By "Pivotal day" I meant we were in a period where my models were all kind of converging on the current market pricing -- which often happens with my models if the market makes a move, then sort of wobbles about for a while. Note, I'm modeling the NYSE Index, a very broad indicator, which rose sharply from mid-October through most of November, but has "consolidated" since then.
Today the models were conflicting -- so, I rated the day a "Yellow" light, or "Cautious". It was clear that any decent sized move today was going to shift all my models into either a strongly bullish or bearish stance. So, that's why I called today "pivotal". All my models now agree again, and they agree that right now is not a great time to be in the market, if you're a short term trader.
If you're a long-term trader, I still think the Nov-Jan Effect is on your side.

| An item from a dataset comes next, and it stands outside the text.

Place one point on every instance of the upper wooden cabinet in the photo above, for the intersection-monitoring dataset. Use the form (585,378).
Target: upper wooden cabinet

So my personal, judgmental, non-mathematical opinion is that, yes, we may have a dip here, but the strange things that people do for tax purposes in December and the investment of bonuses and profit sharing that happens in January will minimize the depth of the dip. I'm still fully invested -- but the models, which are primarily short term, are giving a "unanimous" warning that today's downturn was the beginning of something bigger. Actually, yesterday most of the models pointed down too, but not all of them.
Does this help? There's more info on the web site, which I'm in the process of repairing after unexpected actions taken by my server provider.